Do VPNs fall under the data retention requirements of the Stored Communications Act?
One of the common areas of confusion regarding law and online privacy is the Stored Communications Act (“SCA”), 18 U.S.C. §§ 2701-2712, and how it applies to government requests for stored data from online service providers such as Yahoo, Google, Amazon, and Virtual Private Networking (“VPN”) companies. The SCA imposes a number of requirements for data retention and storage of data on applicable organizations and companies. The SCA has been argued by some to universally apply to online service providers, and it is true the SCA applies to a significant number of larger online companies. Contrary to understanding in some circles, the SCA does not apply to VPN-only services, despite meeting the geographical jurisdiction requirements as well as some of the elements.
Before we delve into the legal analysis, we have to define a few terms. The most important question to determine whether the SCA applies is if an organization qualifies as an electronic communications service (“ECS”) or a remote computing service (“RCS”). First, the SCA broadly defines an ECS as “any service which provides to users thereof the ability to send or receive wire or electronic communications.” 18 U.S.C. § 2510(15), see See S. Rep. No. 99-541 (1986), reprinted in 1986 U.S.C.C.A.N. 3555, 3568; Quon v. Arch Wireless Operating Co., 529 F.3d 892, 900-03 (9th Cir. 2008) (text messaging service provider qualified as an ECS); In re Application of United States, 509 F. Supp. 2d 76, 79 (D. Mass. 2007) (cell phone service provider classified as an ECS); Kaufman v. Nest Seekers, LLC, 2006 WL 2807177, at *5 (S.D.N.Y. Sept. 26, 2006) (electronic BBS qualified as an ECS); Freedman v. America Online, Inc., 325 F. Supp. 2d 638, 643 n.4 (E.D. Va. 2004) (AOL qualified as an ECS). Email providers and instant messaging companies are the most likely parties whom fall under the ECS classification.
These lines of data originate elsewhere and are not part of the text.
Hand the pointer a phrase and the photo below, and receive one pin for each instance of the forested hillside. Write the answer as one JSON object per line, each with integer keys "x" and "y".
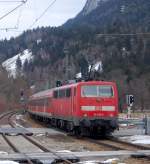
{"x": 116, "y": 33}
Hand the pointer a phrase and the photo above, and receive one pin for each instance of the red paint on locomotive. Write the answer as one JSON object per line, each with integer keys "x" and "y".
{"x": 79, "y": 103}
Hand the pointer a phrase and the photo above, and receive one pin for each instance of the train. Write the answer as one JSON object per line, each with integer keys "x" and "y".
{"x": 89, "y": 107}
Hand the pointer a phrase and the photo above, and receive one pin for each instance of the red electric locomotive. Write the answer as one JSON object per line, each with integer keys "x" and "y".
{"x": 80, "y": 107}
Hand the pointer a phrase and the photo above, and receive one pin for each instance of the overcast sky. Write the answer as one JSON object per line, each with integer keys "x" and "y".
{"x": 25, "y": 16}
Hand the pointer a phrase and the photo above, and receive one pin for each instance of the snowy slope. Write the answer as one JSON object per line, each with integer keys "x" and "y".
{"x": 96, "y": 67}
{"x": 90, "y": 6}
{"x": 10, "y": 64}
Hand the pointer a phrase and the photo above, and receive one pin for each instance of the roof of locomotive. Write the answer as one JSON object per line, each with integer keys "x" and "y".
{"x": 49, "y": 92}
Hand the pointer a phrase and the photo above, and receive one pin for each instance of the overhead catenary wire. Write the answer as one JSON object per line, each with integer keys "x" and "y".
{"x": 43, "y": 13}
{"x": 11, "y": 1}
{"x": 121, "y": 34}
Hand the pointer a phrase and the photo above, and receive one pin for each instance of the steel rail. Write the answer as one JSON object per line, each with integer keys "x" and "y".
{"x": 141, "y": 147}
{"x": 14, "y": 148}
{"x": 43, "y": 148}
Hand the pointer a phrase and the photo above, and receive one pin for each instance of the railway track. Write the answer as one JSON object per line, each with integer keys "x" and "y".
{"x": 17, "y": 148}
{"x": 116, "y": 144}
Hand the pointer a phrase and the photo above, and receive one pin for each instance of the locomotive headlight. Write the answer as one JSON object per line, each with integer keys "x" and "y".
{"x": 108, "y": 108}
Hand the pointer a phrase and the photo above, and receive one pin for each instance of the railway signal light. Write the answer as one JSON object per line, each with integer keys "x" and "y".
{"x": 21, "y": 93}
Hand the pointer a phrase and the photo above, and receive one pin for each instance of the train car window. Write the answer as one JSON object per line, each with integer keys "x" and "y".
{"x": 89, "y": 91}
{"x": 74, "y": 91}
{"x": 97, "y": 91}
{"x": 68, "y": 92}
{"x": 105, "y": 91}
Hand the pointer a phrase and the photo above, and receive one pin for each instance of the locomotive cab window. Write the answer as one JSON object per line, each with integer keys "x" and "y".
{"x": 96, "y": 91}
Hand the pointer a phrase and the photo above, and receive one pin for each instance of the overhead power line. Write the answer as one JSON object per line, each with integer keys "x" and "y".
{"x": 12, "y": 1}
{"x": 123, "y": 34}
{"x": 43, "y": 13}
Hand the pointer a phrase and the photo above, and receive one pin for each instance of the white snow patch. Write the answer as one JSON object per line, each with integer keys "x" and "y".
{"x": 10, "y": 64}
{"x": 96, "y": 67}
{"x": 138, "y": 139}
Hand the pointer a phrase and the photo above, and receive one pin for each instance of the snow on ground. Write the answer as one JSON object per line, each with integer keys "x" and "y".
{"x": 137, "y": 139}
{"x": 10, "y": 64}
{"x": 96, "y": 67}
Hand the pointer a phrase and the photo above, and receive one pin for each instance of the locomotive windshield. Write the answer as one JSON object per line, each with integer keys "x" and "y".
{"x": 96, "y": 91}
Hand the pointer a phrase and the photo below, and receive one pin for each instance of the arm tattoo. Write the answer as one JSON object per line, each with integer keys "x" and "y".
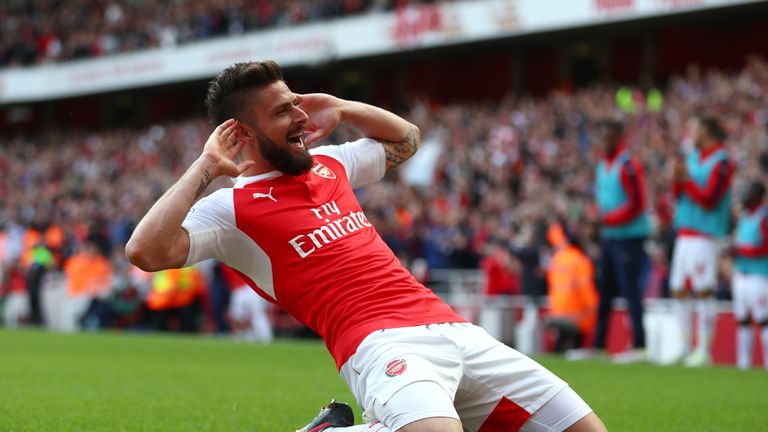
{"x": 398, "y": 152}
{"x": 204, "y": 182}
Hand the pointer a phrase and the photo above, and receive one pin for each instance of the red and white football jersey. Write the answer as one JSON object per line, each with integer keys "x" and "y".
{"x": 304, "y": 243}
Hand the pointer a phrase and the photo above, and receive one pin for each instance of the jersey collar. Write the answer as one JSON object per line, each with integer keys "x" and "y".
{"x": 242, "y": 181}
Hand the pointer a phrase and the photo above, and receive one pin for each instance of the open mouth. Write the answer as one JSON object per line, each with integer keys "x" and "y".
{"x": 297, "y": 139}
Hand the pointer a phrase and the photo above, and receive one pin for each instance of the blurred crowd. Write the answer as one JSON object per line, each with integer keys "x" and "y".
{"x": 505, "y": 171}
{"x": 39, "y": 31}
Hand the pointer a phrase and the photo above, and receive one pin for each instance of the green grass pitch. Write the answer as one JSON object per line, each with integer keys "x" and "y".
{"x": 130, "y": 382}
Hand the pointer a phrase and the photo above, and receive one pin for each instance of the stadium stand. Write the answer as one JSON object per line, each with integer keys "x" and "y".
{"x": 51, "y": 31}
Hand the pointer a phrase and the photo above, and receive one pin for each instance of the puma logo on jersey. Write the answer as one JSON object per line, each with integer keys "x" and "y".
{"x": 323, "y": 171}
{"x": 266, "y": 195}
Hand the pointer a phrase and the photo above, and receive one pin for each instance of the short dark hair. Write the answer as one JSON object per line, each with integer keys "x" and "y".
{"x": 713, "y": 126}
{"x": 227, "y": 97}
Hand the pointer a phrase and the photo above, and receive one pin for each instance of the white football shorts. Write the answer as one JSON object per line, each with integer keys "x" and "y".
{"x": 750, "y": 297}
{"x": 457, "y": 370}
{"x": 694, "y": 260}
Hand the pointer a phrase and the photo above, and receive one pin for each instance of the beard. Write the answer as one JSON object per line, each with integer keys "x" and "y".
{"x": 287, "y": 158}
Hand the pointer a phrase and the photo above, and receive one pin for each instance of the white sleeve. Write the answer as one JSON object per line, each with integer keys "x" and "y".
{"x": 209, "y": 223}
{"x": 364, "y": 160}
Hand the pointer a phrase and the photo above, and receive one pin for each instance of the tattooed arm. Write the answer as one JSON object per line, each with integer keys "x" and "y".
{"x": 159, "y": 242}
{"x": 399, "y": 137}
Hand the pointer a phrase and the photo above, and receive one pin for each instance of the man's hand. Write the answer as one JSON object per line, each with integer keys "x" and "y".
{"x": 399, "y": 138}
{"x": 324, "y": 113}
{"x": 221, "y": 149}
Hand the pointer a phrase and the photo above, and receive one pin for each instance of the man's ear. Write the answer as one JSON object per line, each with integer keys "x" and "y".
{"x": 244, "y": 132}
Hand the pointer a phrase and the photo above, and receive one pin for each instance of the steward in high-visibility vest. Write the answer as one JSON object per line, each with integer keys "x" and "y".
{"x": 175, "y": 288}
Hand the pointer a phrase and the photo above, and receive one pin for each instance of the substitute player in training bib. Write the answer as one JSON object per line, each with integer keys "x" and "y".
{"x": 293, "y": 229}
{"x": 750, "y": 278}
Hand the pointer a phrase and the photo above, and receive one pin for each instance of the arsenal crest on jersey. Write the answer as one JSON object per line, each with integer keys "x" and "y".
{"x": 396, "y": 367}
{"x": 323, "y": 171}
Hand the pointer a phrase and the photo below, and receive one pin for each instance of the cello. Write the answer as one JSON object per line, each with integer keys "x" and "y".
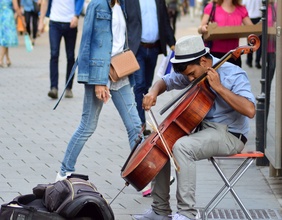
{"x": 146, "y": 161}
A service does not qualify as an ECS provider if the service did not feature sending or receiving the communication in question. See Sega Enterprises Ltd. v. MAPHIA, 948 F. Supp. 923, 930-31 (N.D. Cal. 1996) (video game company accessing a user’s private email on another company’s bulletin board service was not a provider of electronic communication service); State Wide Photocopy, Corp. v. Tokai Fin. Servs., Inc., 909 F. Supp. 137, 145 (S.D.N.Y. 1995) (financing company used facsimiles and computer systems but failed to provide sending or receiving of communications did not qualify as a ECS provider). Moreover, Courts don’t recognize online services such as Amazon.com as a ECS because Amazon uses ECS provided by a third-party, but that use does not qualify them as an ECS. Crowley v. CyberSource Corp., 166 F. Supp. 2d 1263, 1270 (N.D. Cal. 2001).
So, technically a VPN provider qualifies as an electronic communications service for sending of electronic communications, but it likely does not qualify as an electronic communications services provider for the purposes of the statute under the case law promulgated in Sega Enterprises Ltd. or Crowley. While a VPN offers an online service, the service does not include the specific ability to send or receive the likely communication in question. A VPN allows a user to send an email or communication with the VPN enabled or disabled. For the purposes of qualifying under the statute, whether the VPN is enabled or disabled is not relevant as to how or under what context an electronic communication is sent.
The second section that a VPN provider may qualify under is the definition of remote computing services available to the public. The statute defines a remote computing service as “the provision to the public of computer storage or processing services by means of an electronic communications system.” In less legal sounding terms, a remote computing service is provided when a person can access an off-site computer for storage or processing of data for a customer.
A server or computer system that stores data on behalf of users for future retrieval purposes qualifies as a RCS. See Steve Jackson Games, Inc. v. United States Secret Service, 816 F. Supp. 432, 442-43 (W.D. Tex. 1993) (BBS provider qualified as a RCS), aff’d on other grounds, 36 F.3d 457 (5th Cir. 1994). A business or organization operating a website and any associated servers is not necessarily a RCS, unless the business primarily offers storage or processing services via the web services. For example, a cruise line or airline company may compile and store passenger information and itineraries through its website, but these functions are incidental to providing the primary function of reservation services, and not data storage and processing; cruise liner company then does not become a RCS. See In re Jetblue Airways Corp. Privacy Litigation, 379 F. Supp. 2d 299, 310 (E.D.N.Y., 2005). A VPN would not likely qualify as a remote computing service because a VPN does not on its own offer storage or data processing functionality, nor does it primarily function to store and allow for user data retrieval.
So, while a number of common web services that consumers are likely to be familiar with qualify under the SCA as a ECS or RCS, VPNs do not seem to fall within that range under the current state of the law. Although it is understandable to be concerned with claims that VPNs qualify as an ECS or an RCS for purposes of the SCA, and are thus required to store or retain logs of user activity; it appears that these claims do not likely appear to be founded in relevant case law.